Peru's Constitutional Court has ordered the demolition of a wall that separates a rich neighborhood of Lima from a poor one, ruling it "discriminatory."
A case for the removal of the 10-kilometer (6.2-mile) wall -- over two meters (6.5 feet) high in some parts and topped with barbed wire -- was brought by a private citizen in 2018.
It has been nicknamed the "Wall of Shame."
A first section of the wall was erected in the 1980s under the pretext of protecting the affluent neighborhood of La Molina from the Shining Path guerrilla group, considered a terrorist organization in Peru.
With the group defeated, the wall was extended, however, in the 2000s, this time ostensibly to prevent illegal land occupation.

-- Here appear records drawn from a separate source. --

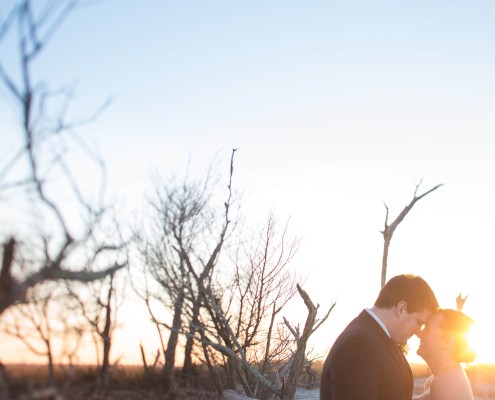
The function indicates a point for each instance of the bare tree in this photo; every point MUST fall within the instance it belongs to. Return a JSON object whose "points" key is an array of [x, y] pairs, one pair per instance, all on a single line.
{"points": [[183, 239], [99, 307], [44, 325], [55, 245], [390, 229]]}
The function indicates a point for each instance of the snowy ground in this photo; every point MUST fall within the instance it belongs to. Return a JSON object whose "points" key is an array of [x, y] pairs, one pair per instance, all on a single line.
{"points": [[305, 394]]}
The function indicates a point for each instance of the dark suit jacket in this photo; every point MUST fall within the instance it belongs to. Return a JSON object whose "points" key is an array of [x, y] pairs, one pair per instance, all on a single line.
{"points": [[365, 364]]}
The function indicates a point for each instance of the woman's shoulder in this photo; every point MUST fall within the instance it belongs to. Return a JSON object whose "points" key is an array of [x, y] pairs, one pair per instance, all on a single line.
{"points": [[452, 384]]}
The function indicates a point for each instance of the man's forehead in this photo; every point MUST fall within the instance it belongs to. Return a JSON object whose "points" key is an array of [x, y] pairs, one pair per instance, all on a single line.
{"points": [[424, 315]]}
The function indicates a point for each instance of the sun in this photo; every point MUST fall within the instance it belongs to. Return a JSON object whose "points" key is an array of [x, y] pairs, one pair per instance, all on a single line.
{"points": [[480, 339]]}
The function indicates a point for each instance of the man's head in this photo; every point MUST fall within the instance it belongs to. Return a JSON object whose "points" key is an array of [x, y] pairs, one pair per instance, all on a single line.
{"points": [[405, 303]]}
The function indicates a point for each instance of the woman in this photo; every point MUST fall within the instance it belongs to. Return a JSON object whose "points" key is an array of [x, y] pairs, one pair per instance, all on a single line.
{"points": [[444, 346]]}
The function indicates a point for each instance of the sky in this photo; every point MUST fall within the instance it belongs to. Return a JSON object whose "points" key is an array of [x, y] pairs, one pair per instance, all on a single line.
{"points": [[335, 108]]}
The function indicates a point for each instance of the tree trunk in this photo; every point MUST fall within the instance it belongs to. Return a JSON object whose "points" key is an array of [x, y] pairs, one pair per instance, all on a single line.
{"points": [[173, 339], [107, 341], [187, 368]]}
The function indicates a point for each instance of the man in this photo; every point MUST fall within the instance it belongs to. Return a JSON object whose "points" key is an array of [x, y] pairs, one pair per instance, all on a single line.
{"points": [[366, 362]]}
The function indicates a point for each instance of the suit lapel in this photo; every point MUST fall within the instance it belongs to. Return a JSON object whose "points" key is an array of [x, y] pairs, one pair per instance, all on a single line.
{"points": [[395, 352]]}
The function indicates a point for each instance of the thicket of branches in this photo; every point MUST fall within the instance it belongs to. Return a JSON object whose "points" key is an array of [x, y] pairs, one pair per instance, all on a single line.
{"points": [[216, 288]]}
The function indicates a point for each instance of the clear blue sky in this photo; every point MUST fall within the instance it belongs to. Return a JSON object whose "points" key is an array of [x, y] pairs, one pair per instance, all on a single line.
{"points": [[335, 107]]}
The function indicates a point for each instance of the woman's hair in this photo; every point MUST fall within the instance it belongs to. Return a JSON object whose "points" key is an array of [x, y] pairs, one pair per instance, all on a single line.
{"points": [[456, 324], [409, 288]]}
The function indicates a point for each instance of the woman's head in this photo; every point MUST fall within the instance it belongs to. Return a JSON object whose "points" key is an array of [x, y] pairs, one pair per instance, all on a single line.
{"points": [[445, 335]]}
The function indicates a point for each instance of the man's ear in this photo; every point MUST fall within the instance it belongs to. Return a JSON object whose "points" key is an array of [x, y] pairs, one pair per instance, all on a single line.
{"points": [[400, 308]]}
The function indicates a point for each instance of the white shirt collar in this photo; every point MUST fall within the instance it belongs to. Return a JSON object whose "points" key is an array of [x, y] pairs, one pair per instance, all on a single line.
{"points": [[378, 320]]}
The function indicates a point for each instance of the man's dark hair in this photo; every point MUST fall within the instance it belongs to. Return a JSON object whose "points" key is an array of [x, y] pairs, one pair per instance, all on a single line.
{"points": [[409, 288]]}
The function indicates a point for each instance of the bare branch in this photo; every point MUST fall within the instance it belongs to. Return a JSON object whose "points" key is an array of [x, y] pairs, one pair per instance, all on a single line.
{"points": [[390, 229]]}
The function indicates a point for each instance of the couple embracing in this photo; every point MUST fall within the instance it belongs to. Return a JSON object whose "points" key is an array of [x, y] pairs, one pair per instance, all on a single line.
{"points": [[366, 361]]}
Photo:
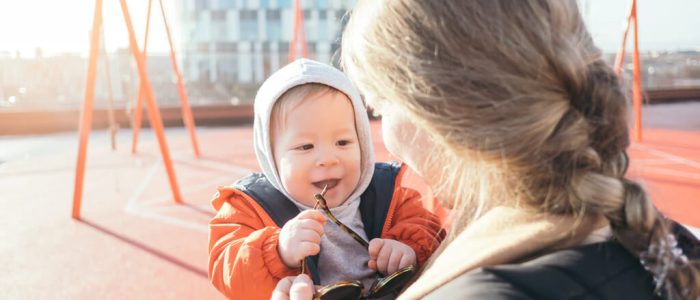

In Peru, migration from Andean areas to the capital during the 1980s and 1990s led to massive settlement of hills on the outskirts of Lima.
Thousands fled Shining Path violence, others came looking for work.
"We have made a unanimous decision, that the wall that separates La Molina and Villa Maria del Triunfo (an impoverished neighborhood) has to be torn down," Judge Gustavo Gutierrez told RPP radio on Thursday.
"It's a discriminatory wall... It can't be that we divide Peruvians by social classes. That is unacceptable, it is no longer happening anywhere in the world," the judge said.
The court set a deadline of 180 days for the wall's demolition.